Age at first R01 grant
It’s at this young PI stage that Karikó ’s career hit a wall: after she became an Adjunct Professor, she stopped advancing further. Some of it was because of the topic she had chosen and in this regard, diversifying funding and supporting more high risk projects are very good proposals coming from the metascience community that would have helped. But some of it was probably her personality, as she says herself. I suspect selection against Weird Nerds has actually amplified since Karikó ’s time in academia: everything from ever larger collaborations in Biology, to longer times to becoming independent or increase in admin points in that direction. Indeed, as I have argued before, there is some quantitative evidence there are less Weird Nerds in STEM academia than there used to be.
So far I have discussed the Hard Sciences, but there is a case to be made that the problem is much more acute in less quantifiable fields like Humanities or Social Sciences. STEM has a higher barrier to entry: there is only so much political game playing that one can do in order to advance themselves if one cannot perform experiments in a lab. It is also somewhat more clear if a scientific piece of work is completely bad. There is feedback from industry, with most start-ups in biotech these days coming out of academic labs: this provides a strong incentive for innovation. Such quality check mechanisms are on much more shaky ground in fields like Humanities, where feedback from society can happen on the order of decades. Arguably, being a Weird Nerd that is intrinsically driven by the truth as opposed to what’s fashionable is even more crucial in the absence of hard metrics that can tell one their work is wrong.

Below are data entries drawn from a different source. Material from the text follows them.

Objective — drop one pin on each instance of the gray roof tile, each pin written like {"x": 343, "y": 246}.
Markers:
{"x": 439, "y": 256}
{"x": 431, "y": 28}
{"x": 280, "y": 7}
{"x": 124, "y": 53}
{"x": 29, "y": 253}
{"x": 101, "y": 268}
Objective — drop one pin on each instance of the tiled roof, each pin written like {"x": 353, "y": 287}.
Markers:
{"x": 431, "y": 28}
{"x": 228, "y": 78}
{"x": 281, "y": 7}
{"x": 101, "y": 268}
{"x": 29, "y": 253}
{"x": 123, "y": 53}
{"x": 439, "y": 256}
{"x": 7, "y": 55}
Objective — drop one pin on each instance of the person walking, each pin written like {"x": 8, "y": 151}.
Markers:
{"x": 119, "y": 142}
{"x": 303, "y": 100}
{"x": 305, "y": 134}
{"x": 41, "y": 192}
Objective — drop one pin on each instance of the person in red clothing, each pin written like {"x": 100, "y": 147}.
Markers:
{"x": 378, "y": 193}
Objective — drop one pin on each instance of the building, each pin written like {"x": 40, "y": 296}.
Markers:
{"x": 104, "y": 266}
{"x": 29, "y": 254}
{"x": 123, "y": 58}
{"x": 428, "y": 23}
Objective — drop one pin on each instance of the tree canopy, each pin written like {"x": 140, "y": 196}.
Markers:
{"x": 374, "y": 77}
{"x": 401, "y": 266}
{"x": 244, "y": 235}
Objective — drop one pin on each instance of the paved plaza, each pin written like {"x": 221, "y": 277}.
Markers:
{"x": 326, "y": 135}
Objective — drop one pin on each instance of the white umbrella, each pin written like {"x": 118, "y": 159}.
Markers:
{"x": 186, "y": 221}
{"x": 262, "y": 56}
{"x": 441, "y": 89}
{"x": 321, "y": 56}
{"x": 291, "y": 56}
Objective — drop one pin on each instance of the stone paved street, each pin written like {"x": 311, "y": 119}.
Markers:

But backlash from society does eventually happen, and I think we are in the middle of this right now, with trust in academia plummeting in a bipartisan fashion, as recent Gallup polls show. At least some of the current crisis is, in my opinion, down to academia essentially selecting against Weird Nerds types. A problem with non-STEM topics might sound less problematic than a replication crisis in cancer biology. I think that’s not true: after all, we depend on a collective imaginarium for a healthy society, a collective imaginarium whose pillars might be slowly crumbling.